I have AIDS. It is very advanced. My CD4 count is 42. That is why I have been sick so much. I have been coughing for months, sometimes with blood. I have fevers and sweats at night. I see terrible things in my sleep. The woman who tested me told me what I already knew. It is TB. She said I need treatment right away. I went to the hospital, but there were no doctors or nurses. Something happened in the government. They told me to come back in a week or two. I don’t know if I will be able to make the trip.

I took my last client in May. I don’t have strength to do it anymore. I am running out of money. If not for Doris, I would not have food for Kuyeya. I am very worried about her. Who will take her when I die? She is not like other children. She needs special care. Her heart is weak. She has bad eyesight. Who will pay for her medicine and get her new glasses? People do not understand her. They say she is cursed. I am afraid she will be abused. I trust Doris, but I don’t trust the other girls or the men who come here.

I don’t know why I keep writing.
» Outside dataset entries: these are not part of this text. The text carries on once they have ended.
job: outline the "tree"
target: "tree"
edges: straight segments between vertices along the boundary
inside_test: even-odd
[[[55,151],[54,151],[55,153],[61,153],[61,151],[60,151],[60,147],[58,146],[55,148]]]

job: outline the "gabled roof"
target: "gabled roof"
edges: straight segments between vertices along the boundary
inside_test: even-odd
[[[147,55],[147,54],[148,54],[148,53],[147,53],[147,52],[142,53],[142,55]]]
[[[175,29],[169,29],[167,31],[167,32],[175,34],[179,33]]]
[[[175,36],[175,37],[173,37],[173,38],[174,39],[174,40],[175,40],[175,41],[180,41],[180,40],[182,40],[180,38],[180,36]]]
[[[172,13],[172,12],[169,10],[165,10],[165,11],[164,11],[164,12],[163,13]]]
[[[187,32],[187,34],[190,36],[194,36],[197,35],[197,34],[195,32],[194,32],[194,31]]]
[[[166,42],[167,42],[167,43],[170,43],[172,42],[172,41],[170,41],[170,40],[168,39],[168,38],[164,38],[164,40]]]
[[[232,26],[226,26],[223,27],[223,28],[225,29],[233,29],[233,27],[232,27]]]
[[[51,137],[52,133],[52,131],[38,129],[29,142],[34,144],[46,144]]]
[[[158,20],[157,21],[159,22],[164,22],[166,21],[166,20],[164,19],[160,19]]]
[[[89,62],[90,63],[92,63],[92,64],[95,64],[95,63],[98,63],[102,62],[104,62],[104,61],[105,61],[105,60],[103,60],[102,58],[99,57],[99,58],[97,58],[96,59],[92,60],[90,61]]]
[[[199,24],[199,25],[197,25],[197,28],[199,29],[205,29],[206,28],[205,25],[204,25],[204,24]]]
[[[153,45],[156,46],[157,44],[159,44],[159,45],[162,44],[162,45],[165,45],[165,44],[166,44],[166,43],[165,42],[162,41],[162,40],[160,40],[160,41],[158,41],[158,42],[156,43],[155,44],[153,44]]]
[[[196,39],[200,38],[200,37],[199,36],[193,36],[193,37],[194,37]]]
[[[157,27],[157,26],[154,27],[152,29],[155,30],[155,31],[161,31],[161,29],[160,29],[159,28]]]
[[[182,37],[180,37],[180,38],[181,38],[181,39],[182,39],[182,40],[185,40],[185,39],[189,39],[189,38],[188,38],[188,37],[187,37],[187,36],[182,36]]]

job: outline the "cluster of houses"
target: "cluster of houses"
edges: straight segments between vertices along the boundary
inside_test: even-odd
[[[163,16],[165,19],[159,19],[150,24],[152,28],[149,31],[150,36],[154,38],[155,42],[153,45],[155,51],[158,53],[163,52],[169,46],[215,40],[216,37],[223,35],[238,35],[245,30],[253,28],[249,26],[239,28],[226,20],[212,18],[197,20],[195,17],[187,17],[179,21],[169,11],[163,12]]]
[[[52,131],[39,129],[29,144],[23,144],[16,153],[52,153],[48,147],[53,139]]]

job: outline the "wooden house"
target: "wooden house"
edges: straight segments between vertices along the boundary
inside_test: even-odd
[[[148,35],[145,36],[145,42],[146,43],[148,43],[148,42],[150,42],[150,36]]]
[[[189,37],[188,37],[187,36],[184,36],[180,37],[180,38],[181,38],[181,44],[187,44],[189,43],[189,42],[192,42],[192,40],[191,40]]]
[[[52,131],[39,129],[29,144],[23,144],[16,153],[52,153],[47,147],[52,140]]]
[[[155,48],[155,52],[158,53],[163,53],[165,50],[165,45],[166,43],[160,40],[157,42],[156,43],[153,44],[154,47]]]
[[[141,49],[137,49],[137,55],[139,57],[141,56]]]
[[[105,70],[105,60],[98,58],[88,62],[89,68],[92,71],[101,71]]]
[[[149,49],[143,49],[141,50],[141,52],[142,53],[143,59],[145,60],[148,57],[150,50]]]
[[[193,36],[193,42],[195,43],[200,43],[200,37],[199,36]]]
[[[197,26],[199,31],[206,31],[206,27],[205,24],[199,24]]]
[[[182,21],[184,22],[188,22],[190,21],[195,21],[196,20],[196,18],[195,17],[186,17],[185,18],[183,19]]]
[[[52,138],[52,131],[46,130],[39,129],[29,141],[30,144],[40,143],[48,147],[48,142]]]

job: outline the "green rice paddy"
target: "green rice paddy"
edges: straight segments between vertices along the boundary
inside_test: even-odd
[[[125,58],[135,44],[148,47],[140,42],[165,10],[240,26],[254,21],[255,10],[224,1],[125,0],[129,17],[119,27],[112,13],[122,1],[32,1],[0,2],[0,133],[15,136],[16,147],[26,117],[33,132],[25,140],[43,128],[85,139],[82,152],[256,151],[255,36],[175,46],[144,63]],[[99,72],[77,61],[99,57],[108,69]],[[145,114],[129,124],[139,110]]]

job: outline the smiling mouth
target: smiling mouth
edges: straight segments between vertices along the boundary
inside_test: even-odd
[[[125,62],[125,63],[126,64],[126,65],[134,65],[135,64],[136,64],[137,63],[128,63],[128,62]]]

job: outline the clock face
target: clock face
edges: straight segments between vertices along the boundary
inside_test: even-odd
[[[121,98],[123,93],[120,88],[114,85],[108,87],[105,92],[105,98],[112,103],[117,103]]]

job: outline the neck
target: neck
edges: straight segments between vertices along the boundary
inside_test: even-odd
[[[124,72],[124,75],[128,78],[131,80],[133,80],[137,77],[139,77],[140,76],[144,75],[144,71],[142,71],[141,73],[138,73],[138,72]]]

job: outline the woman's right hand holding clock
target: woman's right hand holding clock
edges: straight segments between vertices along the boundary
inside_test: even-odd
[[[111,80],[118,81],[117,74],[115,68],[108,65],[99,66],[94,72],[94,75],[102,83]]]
What do these words matter? There is nothing here but pain. And now death is coming. I will give what I have left to Kuyeya. I must go. She is having a nightmare.

Zoe stared at the period at the end of the last sentence and felt the sorrow afresh. Bella’s final letter was like her life—cut off prematurely, bereft of resolution.
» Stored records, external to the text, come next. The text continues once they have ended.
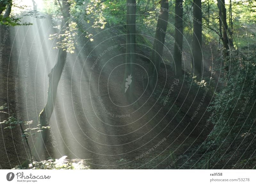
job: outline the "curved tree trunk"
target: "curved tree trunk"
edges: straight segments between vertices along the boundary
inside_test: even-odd
[[[11,11],[12,10],[12,0],[9,1],[7,6],[6,8],[5,12],[4,15],[4,18],[6,18],[9,17],[10,16]]]
[[[136,0],[127,0],[126,16],[126,64],[124,83],[122,89],[127,100],[132,103],[136,63]]]
[[[63,11],[62,12],[64,18],[61,22],[61,34],[64,33],[68,27],[68,19],[69,17],[69,6],[70,5],[67,2],[67,0],[62,0],[61,9],[65,10],[65,11]],[[66,48],[59,49],[57,62],[48,75],[49,84],[47,101],[45,107],[39,115],[39,123],[42,131],[40,132],[40,135],[37,136],[35,147],[32,152],[35,158],[39,160],[41,160],[41,158],[44,155],[44,153],[45,151],[45,144],[48,137],[49,132],[49,129],[42,127],[50,125],[49,121],[54,108],[58,84],[67,57],[66,50]],[[27,167],[30,162],[29,160],[27,160],[22,165],[22,167]]]
[[[228,36],[228,30],[227,23],[227,13],[225,7],[225,0],[218,0],[217,5],[219,9],[220,24],[220,25],[221,25],[221,29],[222,30],[222,37],[221,39],[222,40],[223,46],[226,50],[224,53],[224,56],[226,56],[228,55],[228,50],[229,49],[229,46],[232,47],[234,45]]]
[[[201,0],[194,0],[193,4],[193,33],[192,52],[192,70],[195,76],[202,73],[202,11]]]
[[[180,76],[182,72],[182,56],[183,42],[183,6],[182,0],[175,0],[175,15],[174,15],[175,32],[174,33],[173,60],[175,67],[173,69],[176,76]]]
[[[153,50],[148,70],[149,88],[154,89],[157,82],[157,72],[162,61],[162,55],[168,24],[169,3],[168,0],[161,0],[156,34],[153,44]]]

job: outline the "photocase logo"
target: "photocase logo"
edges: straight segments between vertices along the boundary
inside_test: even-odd
[[[6,179],[8,181],[12,181],[14,178],[14,174],[12,172],[9,172],[6,175]]]
[[[132,77],[131,75],[131,74],[128,75],[128,78],[125,79],[126,81],[125,82],[125,88],[124,89],[124,93],[125,93],[126,91],[127,91],[127,90],[129,87],[129,85],[131,84],[131,83],[132,83]]]

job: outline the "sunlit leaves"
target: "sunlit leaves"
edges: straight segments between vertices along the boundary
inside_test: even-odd
[[[54,39],[58,41],[56,43],[56,46],[54,48],[61,48],[70,53],[73,53],[75,49],[75,41],[77,34],[77,26],[76,23],[71,21],[68,24],[68,27],[63,30],[63,33],[50,35],[50,39]]]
“She was prescient about the men,” she said. “But she underestimated Doris. The irony is Doris was the reason she waited so long to get tested. Doris was suspicious of ARVs. She thought AIDS was invented by the West to kill Africans. Bella went to the ngangas to placate her. Then when she finally asked for help, the nurses were on strike.”

“The Ministry of Health scandal,” Joseph said softly.

Zoe nodded. The story was infamous in Zambia. In the winter of 2009, tens of millions of dollars had disappeared from the Ministry of Health, prompting international donors to suspend aid payments and health-care workers to abandon their posts in protest.

“I’m sure the kleptocrats who took the money never thought anyone would die,” she said. “They just wanted Ferraris and Swiss bank accounts.”

Joseph tensed when she said this. He looked as if he was about to reply, but the words never quite materialized. After a moment, he reclined his seat and closed his eyes, bringing an abrupt end to the conversation.

Zoe watched him carefully, puzzling over his reaction. It wasn’t Bella’s battle with AIDS that set him on edge. That would make sense, given his sister’s death. It was the embezzlement at the Ministry of Health. But why? Why did he seem to take the scandal personally? Finding no answer, she took out the inflight magazine and read until the pilot announced their final descent into Livingstone.

When the plane parked outside the terminal, the man in sunglasses was the first to disembark. He hefted his duffel bag and left the aircraft without a glance in their direction. By the time Zoe stepped onto the tarmac, he was halfway to the terminal. Seeing the purpose in his stride, she set aside her earlier suspicions. He’s just another passenger in transit.

She led the way into the terminal and finalized the rental of a Toyota pickup, ignoring Joseph, who had yet to speak. The attendant escorted them to the lot and gave her the keys.

“You drive,” Zoe said, handing them to Joseph.